On a far more positive tack, however, reports suggest that stress in the corporate debt side isn’t as severe as might be supposed. Net leverage - net debt as a proportion of earnings before accounting for interest, taxes, depreciation and amortisation - fell amongst investment-grade firms in the second quarter to the lowest level since 2018, and the European level fell to the lowest level since 2019, according to BNP Paribas (source: Reuters, 20 September).

Regardless of what happens, Chalmers argued that Cairn has covered its bases by the Bybrook deal. He also said that Europe is full of undiscovered opportunities.

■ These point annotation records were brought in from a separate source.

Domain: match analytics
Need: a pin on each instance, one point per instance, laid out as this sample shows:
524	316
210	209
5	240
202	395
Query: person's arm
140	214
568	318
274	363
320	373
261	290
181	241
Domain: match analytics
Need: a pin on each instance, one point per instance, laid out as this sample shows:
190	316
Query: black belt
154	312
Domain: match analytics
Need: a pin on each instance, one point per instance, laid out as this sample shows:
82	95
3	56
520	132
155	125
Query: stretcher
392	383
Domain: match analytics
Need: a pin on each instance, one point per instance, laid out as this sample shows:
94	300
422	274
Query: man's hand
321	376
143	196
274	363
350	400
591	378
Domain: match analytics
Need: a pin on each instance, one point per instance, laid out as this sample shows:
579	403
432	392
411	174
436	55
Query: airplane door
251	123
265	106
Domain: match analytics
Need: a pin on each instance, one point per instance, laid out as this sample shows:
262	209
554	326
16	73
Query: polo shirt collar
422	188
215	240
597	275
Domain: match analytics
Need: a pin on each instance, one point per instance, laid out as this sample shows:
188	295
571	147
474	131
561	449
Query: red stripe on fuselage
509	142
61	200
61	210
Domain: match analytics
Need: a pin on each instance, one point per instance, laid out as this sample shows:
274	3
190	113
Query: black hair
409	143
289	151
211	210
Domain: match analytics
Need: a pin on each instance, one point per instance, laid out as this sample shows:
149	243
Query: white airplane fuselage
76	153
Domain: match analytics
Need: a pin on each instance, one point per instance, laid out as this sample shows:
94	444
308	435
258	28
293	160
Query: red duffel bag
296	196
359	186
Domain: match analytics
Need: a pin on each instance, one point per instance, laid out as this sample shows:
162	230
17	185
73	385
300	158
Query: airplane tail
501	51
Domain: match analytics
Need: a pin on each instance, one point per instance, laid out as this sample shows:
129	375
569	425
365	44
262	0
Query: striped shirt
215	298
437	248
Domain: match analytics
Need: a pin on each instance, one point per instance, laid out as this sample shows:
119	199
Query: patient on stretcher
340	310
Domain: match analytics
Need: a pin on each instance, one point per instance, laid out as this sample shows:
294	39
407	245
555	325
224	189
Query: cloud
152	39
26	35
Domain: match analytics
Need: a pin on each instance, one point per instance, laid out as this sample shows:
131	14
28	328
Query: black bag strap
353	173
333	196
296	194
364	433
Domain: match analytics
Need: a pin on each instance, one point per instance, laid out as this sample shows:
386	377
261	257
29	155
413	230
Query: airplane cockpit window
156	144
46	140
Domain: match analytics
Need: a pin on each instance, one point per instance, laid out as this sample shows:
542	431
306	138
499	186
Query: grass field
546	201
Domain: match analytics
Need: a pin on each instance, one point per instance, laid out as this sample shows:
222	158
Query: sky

“In Europe, there is a steady flow of special situation and distressed opportunities if you have the right relationships to get access to deal flow and know how to execute. This is due to the uniqueness of the European market and specifically the significant role that banks play in lending,” he said.

“It may not be immediately obvious that there is a healthy ongoing opportunity set for high return special situations and distressed in Europe when you look at only a few metrics such as GDP growth or the headline default rate on the European high yield market index, but that is because a large portion of the more interesting situations are not widely traded or readily visible in secondary market pricing. Rather, they are sourced directly from bank balance sheets or tightly held syndicate groups where the debt has never traded hands. We believe there are very few managers operating in the size and types of positions that we target which makes for a healthy and uncrowded opportunity set with the potential to generate strong risk-adjusted returns,” Chalmers said.

The combined firm has an investment team of more than 30 people, including a pool of analysts focused on single-name fundamental corporate credit analysis. 

The existing clients of the firm are primarily institutional investors such as insurance companies, pension funds, and university endowments. We intend to remain focused on the institutional investor market including growing our relationships among other institutions such as UHNW family offices and global private bank/wealth management platforms. 

Chalmers said the combination of talents will enable the firms to stand apart.

“There is clear rationale and investment synergies to be had from combining the two firms and having performing credit expertise sit alongside special situations and distressed expertise. The cross fertilisation of insights and information flow will lead to a more robust investment process and better expected outcomes for investors across the various strategies. That is a real point of differentiation that the combined firm can now offer investors as compared to some other competitors in the market,” he said.